Tout d’abord, chez les personnes âgées, j’ai remarqué un vrai apaisement entre le début et la fin de la séance. Elles le disent elles-mêmes. Certaines personnes me disent qu’elles prennent conscience de leur corps aujourd’hui, en séances, alors qu’elles ont 85 ans. Elles se sentent souvent moins stressées, car ces ateliers amènent beaucoup de douceur. C’est vraiment un temps à part, un temps de joie, notamment en maison de retraite où on ne prend plus le temps de considérer son corps comme quelque chose d’important et de précieux.
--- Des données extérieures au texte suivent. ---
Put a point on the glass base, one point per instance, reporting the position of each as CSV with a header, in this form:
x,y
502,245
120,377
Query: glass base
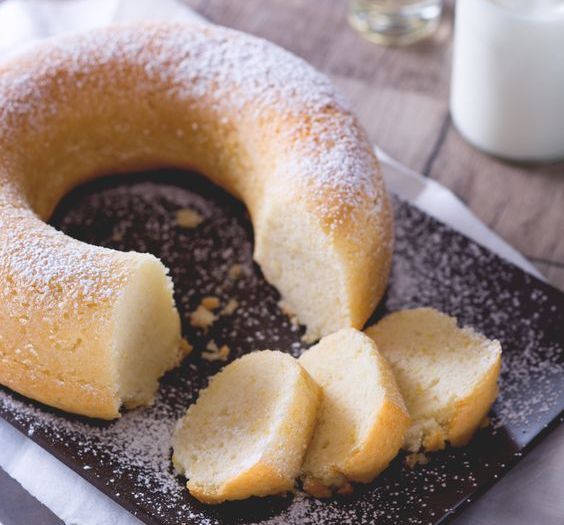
x,y
397,25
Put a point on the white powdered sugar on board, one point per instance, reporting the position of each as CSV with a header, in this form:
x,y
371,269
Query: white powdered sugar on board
x,y
433,266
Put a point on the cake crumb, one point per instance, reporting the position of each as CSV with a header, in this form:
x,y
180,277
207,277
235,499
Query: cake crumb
x,y
201,317
187,218
213,353
412,460
230,307
185,347
235,271
211,302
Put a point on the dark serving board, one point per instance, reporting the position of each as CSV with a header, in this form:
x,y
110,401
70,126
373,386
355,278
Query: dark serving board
x,y
129,459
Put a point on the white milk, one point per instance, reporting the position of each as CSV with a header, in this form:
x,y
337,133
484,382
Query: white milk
x,y
507,91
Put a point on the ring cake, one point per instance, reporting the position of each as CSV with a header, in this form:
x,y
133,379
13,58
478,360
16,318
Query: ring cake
x,y
88,329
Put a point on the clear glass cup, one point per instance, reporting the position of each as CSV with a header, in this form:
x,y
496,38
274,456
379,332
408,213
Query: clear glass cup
x,y
395,22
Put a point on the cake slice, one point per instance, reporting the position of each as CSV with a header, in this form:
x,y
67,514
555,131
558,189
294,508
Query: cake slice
x,y
248,432
447,375
362,417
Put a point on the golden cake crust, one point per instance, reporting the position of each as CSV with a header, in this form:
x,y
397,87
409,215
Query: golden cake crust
x,y
258,121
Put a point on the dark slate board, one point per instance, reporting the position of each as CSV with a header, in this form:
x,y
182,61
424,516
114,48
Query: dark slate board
x,y
130,459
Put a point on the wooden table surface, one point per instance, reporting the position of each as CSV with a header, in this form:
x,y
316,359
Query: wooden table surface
x,y
401,97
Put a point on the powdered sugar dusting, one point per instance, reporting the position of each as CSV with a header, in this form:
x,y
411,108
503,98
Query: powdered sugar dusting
x,y
433,266
221,71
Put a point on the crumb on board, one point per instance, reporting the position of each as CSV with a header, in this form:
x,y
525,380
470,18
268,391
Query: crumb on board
x,y
215,353
185,347
235,271
230,307
187,218
201,317
412,460
211,302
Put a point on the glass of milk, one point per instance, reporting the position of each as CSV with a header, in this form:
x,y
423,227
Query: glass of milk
x,y
507,90
395,22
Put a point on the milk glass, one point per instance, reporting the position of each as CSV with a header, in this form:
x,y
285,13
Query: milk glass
x,y
395,22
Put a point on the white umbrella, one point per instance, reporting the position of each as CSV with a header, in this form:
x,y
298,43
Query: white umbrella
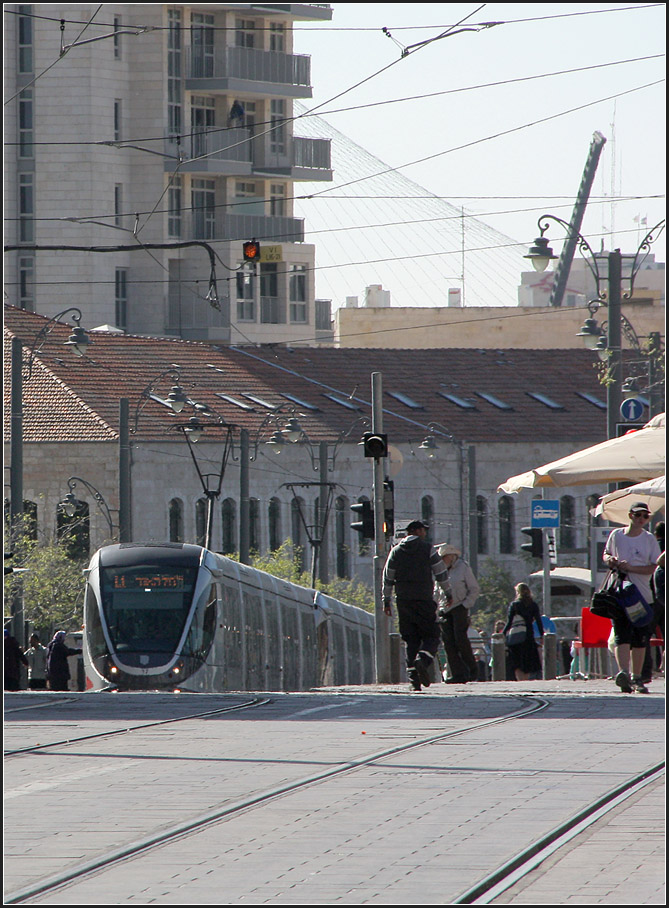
x,y
615,506
630,458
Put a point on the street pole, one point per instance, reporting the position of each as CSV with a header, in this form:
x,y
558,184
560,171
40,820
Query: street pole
x,y
614,340
382,622
124,493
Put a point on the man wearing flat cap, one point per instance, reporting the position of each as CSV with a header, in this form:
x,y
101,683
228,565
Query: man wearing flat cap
x,y
412,567
454,617
633,552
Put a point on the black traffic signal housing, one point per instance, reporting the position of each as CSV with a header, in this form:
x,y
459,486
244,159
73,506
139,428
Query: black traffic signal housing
x,y
251,250
536,546
375,445
364,526
389,507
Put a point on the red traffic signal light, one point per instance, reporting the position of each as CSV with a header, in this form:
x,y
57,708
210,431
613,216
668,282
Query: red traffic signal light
x,y
251,251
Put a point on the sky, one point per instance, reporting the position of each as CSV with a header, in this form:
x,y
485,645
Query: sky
x,y
453,141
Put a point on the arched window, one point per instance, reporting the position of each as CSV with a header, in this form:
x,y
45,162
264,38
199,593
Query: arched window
x,y
254,525
274,517
75,531
427,515
567,523
341,536
506,525
228,522
482,525
201,521
176,519
297,533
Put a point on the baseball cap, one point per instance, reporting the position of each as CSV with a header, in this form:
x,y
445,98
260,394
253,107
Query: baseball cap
x,y
416,525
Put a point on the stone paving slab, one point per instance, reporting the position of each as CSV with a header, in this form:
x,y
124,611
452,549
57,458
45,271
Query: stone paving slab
x,y
419,819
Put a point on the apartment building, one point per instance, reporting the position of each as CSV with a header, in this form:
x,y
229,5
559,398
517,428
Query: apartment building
x,y
134,128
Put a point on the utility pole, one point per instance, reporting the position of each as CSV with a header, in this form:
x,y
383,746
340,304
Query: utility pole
x,y
382,626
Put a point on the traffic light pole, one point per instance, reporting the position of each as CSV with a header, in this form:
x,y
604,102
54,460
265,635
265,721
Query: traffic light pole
x,y
382,622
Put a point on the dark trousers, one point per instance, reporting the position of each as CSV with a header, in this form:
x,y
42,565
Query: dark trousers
x,y
459,653
418,628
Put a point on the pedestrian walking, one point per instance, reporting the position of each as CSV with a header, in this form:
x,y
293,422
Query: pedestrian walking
x,y
453,616
13,657
57,666
36,656
411,569
633,552
519,632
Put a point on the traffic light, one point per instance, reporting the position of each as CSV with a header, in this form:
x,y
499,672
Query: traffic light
x,y
364,526
536,547
251,251
389,507
375,445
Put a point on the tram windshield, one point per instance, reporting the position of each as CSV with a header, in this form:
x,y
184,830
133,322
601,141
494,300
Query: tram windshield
x,y
146,606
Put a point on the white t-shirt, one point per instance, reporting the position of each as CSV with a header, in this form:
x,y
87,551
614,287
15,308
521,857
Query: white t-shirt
x,y
642,549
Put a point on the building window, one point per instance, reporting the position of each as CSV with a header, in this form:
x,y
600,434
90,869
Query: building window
x,y
121,297
341,537
27,283
567,523
118,203
75,531
274,516
202,44
117,120
176,519
204,213
481,525
26,135
277,37
277,200
174,118
277,136
25,39
229,525
297,284
117,38
506,526
245,296
26,207
254,525
174,203
245,32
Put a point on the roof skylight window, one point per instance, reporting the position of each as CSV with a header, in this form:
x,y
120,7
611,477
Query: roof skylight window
x,y
546,401
459,401
300,403
495,401
233,400
406,400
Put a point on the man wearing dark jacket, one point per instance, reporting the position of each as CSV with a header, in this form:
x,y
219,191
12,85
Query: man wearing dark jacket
x,y
412,567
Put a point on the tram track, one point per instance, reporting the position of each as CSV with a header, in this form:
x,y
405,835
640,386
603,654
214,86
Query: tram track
x,y
68,742
533,705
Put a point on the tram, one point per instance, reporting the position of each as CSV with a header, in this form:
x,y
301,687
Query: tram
x,y
175,616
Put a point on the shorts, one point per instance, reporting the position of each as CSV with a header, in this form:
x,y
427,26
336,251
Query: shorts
x,y
626,632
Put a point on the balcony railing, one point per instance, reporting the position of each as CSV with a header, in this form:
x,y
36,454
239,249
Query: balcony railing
x,y
249,64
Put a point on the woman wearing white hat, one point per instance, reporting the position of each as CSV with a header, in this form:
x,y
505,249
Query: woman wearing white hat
x,y
454,618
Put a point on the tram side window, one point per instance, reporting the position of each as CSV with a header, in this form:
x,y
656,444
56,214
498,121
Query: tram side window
x,y
203,625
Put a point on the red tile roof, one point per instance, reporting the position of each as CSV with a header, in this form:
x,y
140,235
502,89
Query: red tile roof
x,y
71,398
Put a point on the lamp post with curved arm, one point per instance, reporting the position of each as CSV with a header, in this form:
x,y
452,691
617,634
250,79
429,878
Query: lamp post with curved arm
x,y
609,290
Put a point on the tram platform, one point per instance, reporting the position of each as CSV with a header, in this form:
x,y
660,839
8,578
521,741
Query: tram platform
x,y
402,824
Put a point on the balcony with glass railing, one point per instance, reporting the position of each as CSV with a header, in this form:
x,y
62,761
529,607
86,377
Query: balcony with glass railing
x,y
217,67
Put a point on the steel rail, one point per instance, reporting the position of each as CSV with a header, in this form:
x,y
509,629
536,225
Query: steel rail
x,y
194,825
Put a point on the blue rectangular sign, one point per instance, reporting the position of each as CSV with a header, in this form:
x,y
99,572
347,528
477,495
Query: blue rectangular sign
x,y
546,513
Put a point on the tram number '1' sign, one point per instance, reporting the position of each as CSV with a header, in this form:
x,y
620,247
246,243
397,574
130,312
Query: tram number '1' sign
x,y
546,513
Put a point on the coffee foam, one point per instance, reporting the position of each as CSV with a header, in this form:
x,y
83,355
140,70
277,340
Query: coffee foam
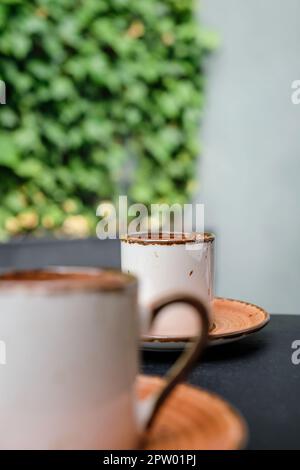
x,y
162,238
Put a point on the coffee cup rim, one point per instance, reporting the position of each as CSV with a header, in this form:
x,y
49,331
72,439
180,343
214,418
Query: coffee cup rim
x,y
60,280
140,238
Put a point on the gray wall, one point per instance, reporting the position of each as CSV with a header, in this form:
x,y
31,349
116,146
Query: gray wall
x,y
250,168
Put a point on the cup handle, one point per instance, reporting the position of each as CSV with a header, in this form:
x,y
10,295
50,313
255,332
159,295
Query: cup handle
x,y
149,407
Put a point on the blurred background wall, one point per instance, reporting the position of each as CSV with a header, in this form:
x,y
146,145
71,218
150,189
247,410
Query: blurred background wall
x,y
250,166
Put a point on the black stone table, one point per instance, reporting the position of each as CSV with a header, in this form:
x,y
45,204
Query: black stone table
x,y
256,374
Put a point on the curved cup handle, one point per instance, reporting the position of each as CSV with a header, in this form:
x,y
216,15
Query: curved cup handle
x,y
149,407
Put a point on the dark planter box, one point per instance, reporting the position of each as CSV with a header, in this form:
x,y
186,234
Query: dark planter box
x,y
36,253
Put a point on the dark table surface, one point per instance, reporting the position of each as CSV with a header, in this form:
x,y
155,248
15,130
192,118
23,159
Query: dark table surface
x,y
256,374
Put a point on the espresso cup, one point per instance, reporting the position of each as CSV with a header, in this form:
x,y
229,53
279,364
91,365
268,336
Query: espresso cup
x,y
166,263
71,341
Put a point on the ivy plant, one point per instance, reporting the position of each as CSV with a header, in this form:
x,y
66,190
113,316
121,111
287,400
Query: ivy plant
x,y
103,98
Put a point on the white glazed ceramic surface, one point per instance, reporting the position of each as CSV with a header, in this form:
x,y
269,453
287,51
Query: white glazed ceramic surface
x,y
72,362
164,269
71,340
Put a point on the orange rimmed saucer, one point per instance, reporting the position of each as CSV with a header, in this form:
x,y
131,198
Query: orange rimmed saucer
x,y
233,320
192,419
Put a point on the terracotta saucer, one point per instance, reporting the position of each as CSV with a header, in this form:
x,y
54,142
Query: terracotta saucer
x,y
193,419
233,320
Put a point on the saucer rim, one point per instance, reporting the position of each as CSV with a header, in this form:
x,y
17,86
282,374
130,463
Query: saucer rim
x,y
214,337
245,433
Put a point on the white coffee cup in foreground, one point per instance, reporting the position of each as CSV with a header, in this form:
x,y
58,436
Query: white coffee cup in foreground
x,y
72,338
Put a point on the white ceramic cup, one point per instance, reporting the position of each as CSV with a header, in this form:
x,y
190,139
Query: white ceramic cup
x,y
71,341
169,263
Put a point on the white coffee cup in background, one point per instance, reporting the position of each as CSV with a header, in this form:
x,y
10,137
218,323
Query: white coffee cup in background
x,y
166,263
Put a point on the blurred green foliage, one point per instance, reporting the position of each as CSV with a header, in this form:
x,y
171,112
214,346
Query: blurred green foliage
x,y
104,97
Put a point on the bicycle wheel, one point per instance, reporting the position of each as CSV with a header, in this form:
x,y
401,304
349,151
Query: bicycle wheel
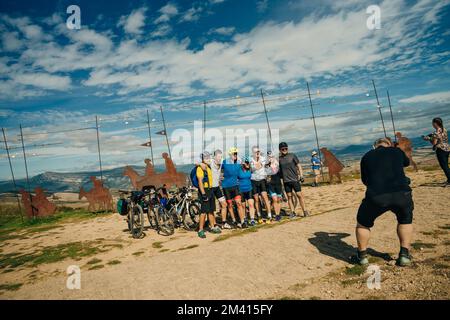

Grâce aux ateliers, le corps est vu comme quelque chose d’agréable à nouveau, et des personnes me disent parfois “je ne pensais pas que je pouvais faire cela avec mon corps !”

J’ai aussi eu l’occasion de suivre des enfants d’environ 3 / 4 ans. J’avais des petits groupes de 10, c’était une expérience très intéressante. Les bienfaits de la danse-thérapie se voient vite chez les enfants. Je trouve merveilleux de voir sur leurs visages comment ils prennent plaisir à bouger ! Il y a 2 façons de bouger lorsque l’on est avec eux en atelier : bouger pour décharger de l’énergie, et bouger pour créer. J’ai pu voir la progression des enfants entre le début de l’atelier où ils étaient très excités, et la fin de l’atelier où ils arrivaient à créer quelque chose. C’est très intéressant de voir comment l’énergie se dirige différemment et aussi de voir comment ils prennent du plaisir à canaliser l’énergie en faisant quelque chose de créatif. J’ai pu les entendre me dire qu’ils ont aimés créé et c’est quelque chose de très beau à voir et à entendre !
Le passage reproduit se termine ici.